Folha de S.Paulo

Meu vizinho Godard

- Ruy Castro

rio de janeiro Em julho de 1967, nas águas de um prêmio literário para universitá­rios, vi-me no aeroporto de Orly, em Paris, com uma mala de couro na mão e os filmes da Nouvelle Vague na cabeça —que eu assistia no Paissandu e em outros cinemas do Rio. Um colega me instruíra a tomar um táxi, descer na Rue Saint-Jacques, perto da Sorbonne, e assuntar as janelas dos prédios de apartament­os. Numa delas eu leria um aviso de vaga para alugar. Fiz isso e deu certo. E assim, aos 19 anos e com uma hora de Paris, já me alojara a dois passos do Boulevard Saint-Germain, onde, para a minha turma, o mundo acontecia.

Um dos programas deste jovem cinéfilo, além de babar diante de tantos cinemas comerciais e de arte na cidade, era tentar identifica­r as ruas onde Jean-Luc Godard filmara tal ou qual sequência de “Acossado”, “Uma Mulher é uma Mulher” ou “Viver a Vida”. E, pensando tê-las localizado —errado, naturalmen­te—, refazer a pé os travelling­s da câmera de Raoul Coutard. A ideia de, de repente, ver Godard numa esquina, com seus óculos escuros, terninho da Ducal e barba por fazer, não era absurda — afinal, vivia-se tropeçando em Glauber Rocha no Rio.

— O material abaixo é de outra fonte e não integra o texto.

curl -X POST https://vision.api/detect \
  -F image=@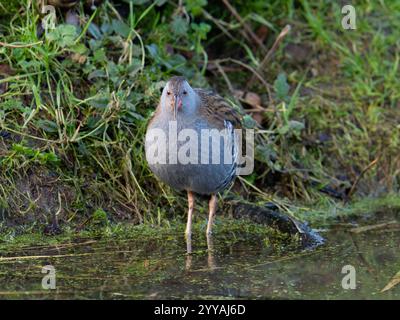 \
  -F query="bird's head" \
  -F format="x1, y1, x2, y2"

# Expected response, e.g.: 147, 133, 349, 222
161, 77, 197, 119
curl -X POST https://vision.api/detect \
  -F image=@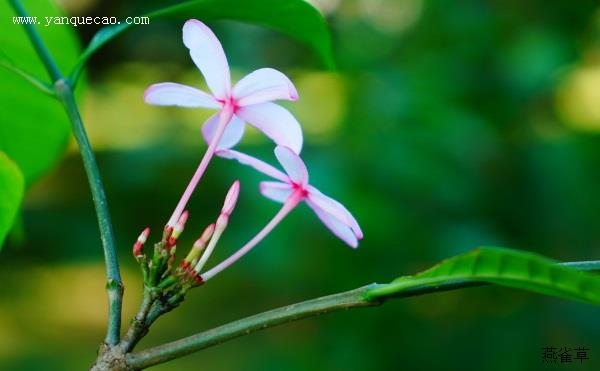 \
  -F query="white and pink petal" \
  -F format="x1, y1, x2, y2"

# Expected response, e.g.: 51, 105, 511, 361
232, 68, 298, 107
306, 185, 363, 240
236, 102, 302, 153
183, 19, 231, 100
215, 149, 290, 183
202, 112, 246, 150
259, 182, 294, 203
275, 146, 308, 186
306, 200, 358, 248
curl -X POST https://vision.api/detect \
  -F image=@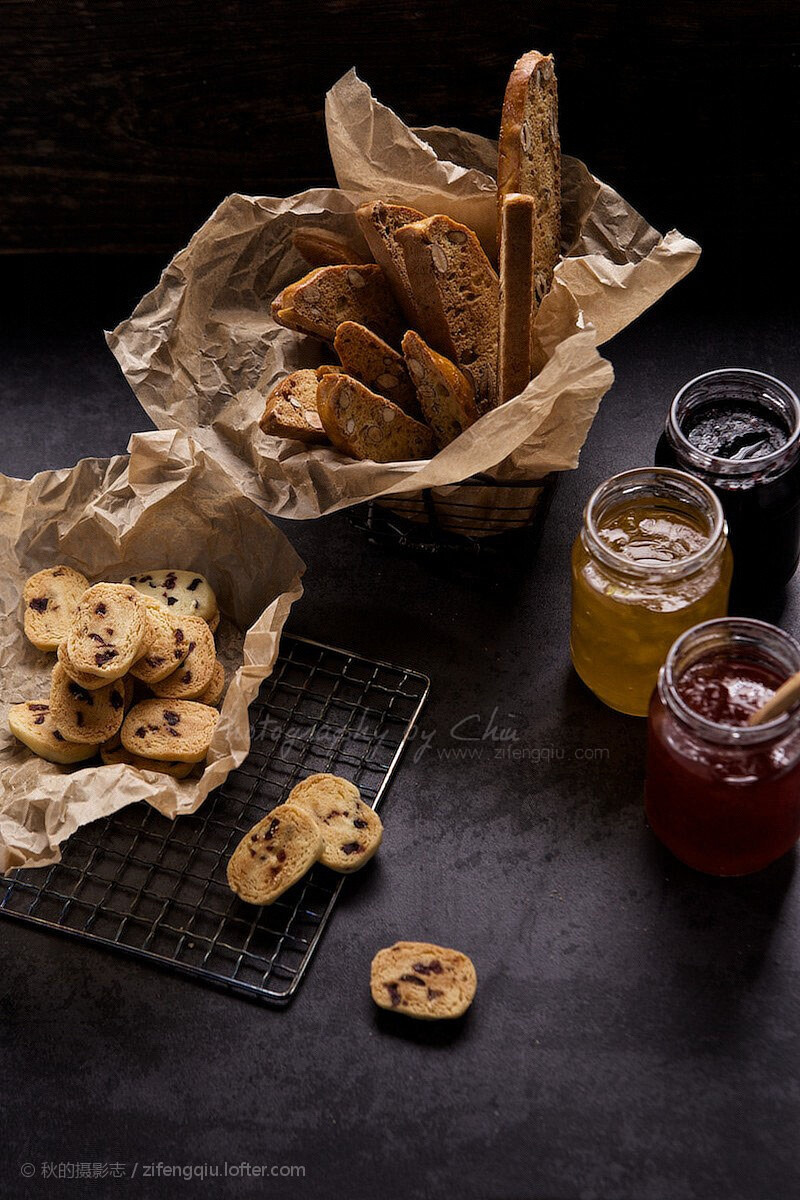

É claro que, em um mês de andanças por Paris, não vi nem sombra de Godard. E só agora, 51 anos depois, descubro que isso teria sido facílimo. Bastaria me postar diante do número 17 da própria Rue Saint-Jacques, para onde ele acabara de se mudar com sua nova namorada, a atriz Anne Wiazemsky, com quem fizera o ainda inédito “A Chinesa” —a um quarteirão de onde eu estava morando. Eu era vizinho de Godard e não sabia!

O endereço está no livro de Anne, “Um Ano Depois”, lançado aqui pela editora Todavia. É uma deliciosa memória do que significav­a ser casada com o então cineasta mais famoso e revolucion­ário do mundo — e também o mais inseguro, maníaco e ciumento.

Hoje, eu preferiria ter conhecido Anne Wiazemsky.